Entrepreneurs en transition #10 : Le théâtre des entreprises à « impact »
En cette première semaine de novembre, j’assistais au Websummit à Lisbonne : la plus grande conférence du secteur technologique et start-up se retrouvait, après une pause due au Covid. On retrouve le gigantisme de cette conférence superlative : 40 000 participants, 1 200 start-up, 700 orateurs… ; tout y est démesuré.
On sent que le secteur s’interroge sur les effets secondaires de la croissance technologique à tout prix.
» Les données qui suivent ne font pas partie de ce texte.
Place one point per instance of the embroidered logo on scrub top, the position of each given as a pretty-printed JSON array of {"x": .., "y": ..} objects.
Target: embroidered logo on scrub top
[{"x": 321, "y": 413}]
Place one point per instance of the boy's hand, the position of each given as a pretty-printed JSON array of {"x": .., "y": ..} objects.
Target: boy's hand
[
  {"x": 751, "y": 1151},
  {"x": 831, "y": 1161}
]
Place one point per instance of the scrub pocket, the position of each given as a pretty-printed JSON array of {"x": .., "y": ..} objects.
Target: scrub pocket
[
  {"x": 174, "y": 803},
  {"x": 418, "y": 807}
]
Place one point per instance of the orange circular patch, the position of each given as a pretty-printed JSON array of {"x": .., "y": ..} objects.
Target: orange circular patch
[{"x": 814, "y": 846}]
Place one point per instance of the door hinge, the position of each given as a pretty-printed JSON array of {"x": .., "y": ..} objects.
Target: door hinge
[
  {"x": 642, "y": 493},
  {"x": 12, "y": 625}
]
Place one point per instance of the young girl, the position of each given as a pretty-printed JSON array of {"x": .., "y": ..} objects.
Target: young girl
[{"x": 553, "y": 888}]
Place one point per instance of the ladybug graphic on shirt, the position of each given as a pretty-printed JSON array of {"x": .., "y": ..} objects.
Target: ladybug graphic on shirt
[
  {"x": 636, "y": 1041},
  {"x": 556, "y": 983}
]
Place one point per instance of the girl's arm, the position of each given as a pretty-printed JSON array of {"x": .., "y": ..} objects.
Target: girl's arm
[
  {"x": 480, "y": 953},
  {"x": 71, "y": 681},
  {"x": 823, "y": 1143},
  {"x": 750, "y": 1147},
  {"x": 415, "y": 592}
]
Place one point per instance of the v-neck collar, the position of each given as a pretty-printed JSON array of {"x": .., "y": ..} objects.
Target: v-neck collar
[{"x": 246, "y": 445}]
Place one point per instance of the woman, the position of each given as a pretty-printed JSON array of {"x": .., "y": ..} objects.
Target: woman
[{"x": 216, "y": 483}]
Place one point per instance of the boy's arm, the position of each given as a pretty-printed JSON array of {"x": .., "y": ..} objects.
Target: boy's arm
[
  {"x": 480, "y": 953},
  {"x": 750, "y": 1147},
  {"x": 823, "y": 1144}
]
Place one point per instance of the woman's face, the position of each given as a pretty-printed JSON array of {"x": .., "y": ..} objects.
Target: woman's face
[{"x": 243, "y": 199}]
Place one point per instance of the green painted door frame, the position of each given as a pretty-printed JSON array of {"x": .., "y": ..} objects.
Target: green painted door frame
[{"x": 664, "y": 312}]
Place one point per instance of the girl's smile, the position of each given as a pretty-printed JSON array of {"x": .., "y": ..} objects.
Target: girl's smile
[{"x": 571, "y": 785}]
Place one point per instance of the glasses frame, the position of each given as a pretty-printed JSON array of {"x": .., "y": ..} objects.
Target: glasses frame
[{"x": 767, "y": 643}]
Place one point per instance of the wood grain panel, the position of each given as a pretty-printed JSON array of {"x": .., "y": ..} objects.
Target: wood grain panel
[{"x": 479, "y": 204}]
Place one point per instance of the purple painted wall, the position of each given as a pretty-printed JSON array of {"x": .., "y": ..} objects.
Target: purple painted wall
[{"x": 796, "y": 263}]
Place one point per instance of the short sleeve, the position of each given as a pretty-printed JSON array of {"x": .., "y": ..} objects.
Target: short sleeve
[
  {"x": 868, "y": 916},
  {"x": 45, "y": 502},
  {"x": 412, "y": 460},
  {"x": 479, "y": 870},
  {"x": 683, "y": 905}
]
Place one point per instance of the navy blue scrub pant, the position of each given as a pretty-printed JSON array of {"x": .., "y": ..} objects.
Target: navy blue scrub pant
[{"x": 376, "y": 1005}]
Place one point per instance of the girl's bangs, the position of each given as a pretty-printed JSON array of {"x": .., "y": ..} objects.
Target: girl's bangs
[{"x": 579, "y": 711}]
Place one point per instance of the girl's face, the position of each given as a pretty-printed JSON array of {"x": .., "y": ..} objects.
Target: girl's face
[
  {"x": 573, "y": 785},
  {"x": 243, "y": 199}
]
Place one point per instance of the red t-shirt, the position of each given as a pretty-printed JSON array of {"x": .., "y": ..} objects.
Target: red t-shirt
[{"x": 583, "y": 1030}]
Par exemple, la lanceuse d’alerte de Facebook, Frances Haugen, était là, pour y donner un talk remarqué.
Également, à côté des centaines de stands de start-up, regroupés selon le stade (Alpha, Beta, Growth, etc.), il y avait un showcase de start-up « impact« .
Car c’est une tendance de fond dans le monde de l’investissement : certains investisseurs ne souhaitent plus uniquement un retour financier, mais également un effet bénéfique sur la planète, en CO2 économisé, en sobriété de ressources, en qualité de vie humaine, etc.
Bien entendu, comme cette notion n’a guère de définition précise et reconnue par tous (et se mesure moins facilement qu’un EBITDA), elle se retrouve mise à toutes les sauces.
Dans certains cas, il s’agit d’un authentique progrès, qui utilise le meilleur de l’économie start-up (diffusion large voire virale, « scalabilité », etc.) pour résoudre des problèmes humains à plus grande échelle.
Parfois aussi, on retrouve des applications atteintes de myopie (on résout un problème en en créant un autre), voire de dystopie (un projet nuisible, entouré d’un mince vernis de greenwashing).
Ces start-up à « impact » reçoivent beaucoup de visibilité, y compris de la part des grands partenaires de ce genre d’événements (cabinets de conseil, etc.). Elles jouent quasi un rôle expiatoire, permettant au secteur de s’acheter à bon compte une vertu, en se positionnant du côté des solutions plutôt que des problèmes.
Sans tomber dans le cynisme, on veillera à rester vigilants, pour que cette branche prometteuse de l’industrie des start-up ne tombe pas dans ce que l’on pourrait appeler le « théâtre » de l’impact : une construction en carton-pâte, où l’on joue une pièce pour les apparences, sans véritablement changer la vie dans le monde réel.